Solidaires des migrants

La fête de Noël que nous venons de célébrer, l'itinérance des mages et l'ouverture bienveillante à l'Afrique recommandée par l'Église nous appellent à élargir notre cœur, notre regard et nos engagements en faveur de tous nos frères et sœurs qui sont obligés de quitter leur pays.

Certains arrivent chez nous. Dans notre département, leur nombre augmente sensiblement. Notre communauté chrétienne et nos paroisses apprécient leur présence, leur rayonnement, leurs engagements.

Pouvons-nous dire qu'ils sont attendus, accueillis, considérés et soutenus dans nos communautés, surtout s'ils proviennent de pays où la tradition chrétienne et l'expérience évangélique sont encore fort discrètes ? Nous sommes renvoyés à un constat de carence et d'insuffisance que l'Église nous invite à revisiter en nous laissant pénétrer par les messages distillés au fil des années, autour de la mi-janvier. Ce message tient en quelques affirmations de base.

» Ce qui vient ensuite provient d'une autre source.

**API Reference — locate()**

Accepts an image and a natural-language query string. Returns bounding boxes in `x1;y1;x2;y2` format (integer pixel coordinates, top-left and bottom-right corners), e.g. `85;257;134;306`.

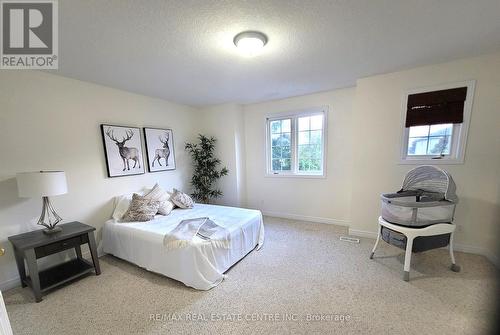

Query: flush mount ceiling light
233;31;267;56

Tous les migrants sont des hommes et ont à être considérés et traités comme tels. Parmi eux, les plus fragiles demandent à être considérés avec une grande bienveillance et un infini respect. Benoît XVI nous invite à réfléchir et à agir pour que les enfants soient accueillis, protégés, soignés et éduqués dans les meilleures conditions. Il rappelle opportunément que nous devons tout faire pour que, dans notre propre pays, leurs droits, tels qu'ils sont promulgués par la charte des droits de l'enfant, soient appliqués. Il suggère que nous allions plus loin et que nous ne nous en tenions pas seulement à la lettre de tels documents officiels qui demeurent d'actualité.

Ces enfants ont droit de vivre dans leurs familles. Loin de constituer une charge ou un problème, note le Saint Père, ils sont une chance, une grâce, un atout pour les pays qui les accueillent.

Ces notes et remarques de l'Église s'adressent à toutes nos communautés. Il est facile de porter solennellement l'enfant Jésus en procession la nuit de Noël ou de trouver un enfant typique pour représenter l'enfant Jésus, il est autrement plus difficile d'établir et de nourrir une relation d'amitié, de soutien, d'accueil et de solidarité avec des familles de migrants.

N'est-ce pas aussi cela qui nous est demandé ?

Le Pape, dans son message de cette année, évoque discrètement, avec une délicatesse suggestive, cinq terrains sur lesquels nous pouvons nous engager avec les familles de migrants de nos environnements respectifs.

* Nous sommes invités à les rencontrer, à dialoguer avec elles, à partager leurs expériences, à leur offrir une hospitalité sociale qui leur permette de s'épanouir sans se renier. Elles ont des richesses à développer qui leur sont propres.

* Nous sommes conviés à accueillir leurs traditions, leurs cultures, leurs caractéristiques particulières pour tisser des relations plus larges, nourries et des partages chaleureux, amicaux et confiants.

* Nous sommes porteurs d'une bonne nouvelle les uns pour les autres. Nous ne sommes pas dans l'attitude de ceux qui possèdent, donnent, offrent. Nous avons à développer des attitudes d'accueil, d'ouverture, de bienveillance, d'attention à ces nouveaux frères et sœurs qui nous sont envoyés et avec lesquels nous avons à faire alliance.

* Nous sommes, aujourd'hui, appelés à vivre une véritable communauté de croyants, disposés à s'enrichir mutuellement, à approfondir ensemble leur foi et à la célébrer dans la joie. Souvent, ces familles, par leur simplicité et leur joie de vivre et de s'exprimer, offrent à nos communautés plus réservées, des rayons de joie, des bouquets de fleurs épanouies, des gestes et des rythmes qui expriment la profondeur de la foi.

* Avec ces familles, nous sommes conviés jusqu'au partage de dons, aux échanges de moyens de vivre et de raisons d'espérer en un avenir commun, dans le respect de nos richesses respectives, de nos dons particuliers, de nos apports créatifs.

" Dans une société en voie de mondialisation, le bien commun et l'engagement en sa faveur ne peuvent pas ne pas assumer les dimensions de la famille humaine tout entière, c'est-à-dire de la communauté des peuples et des nations. " C.V.7 -B.XVI

Vaste programme qui ne peut nous laisser de marbre.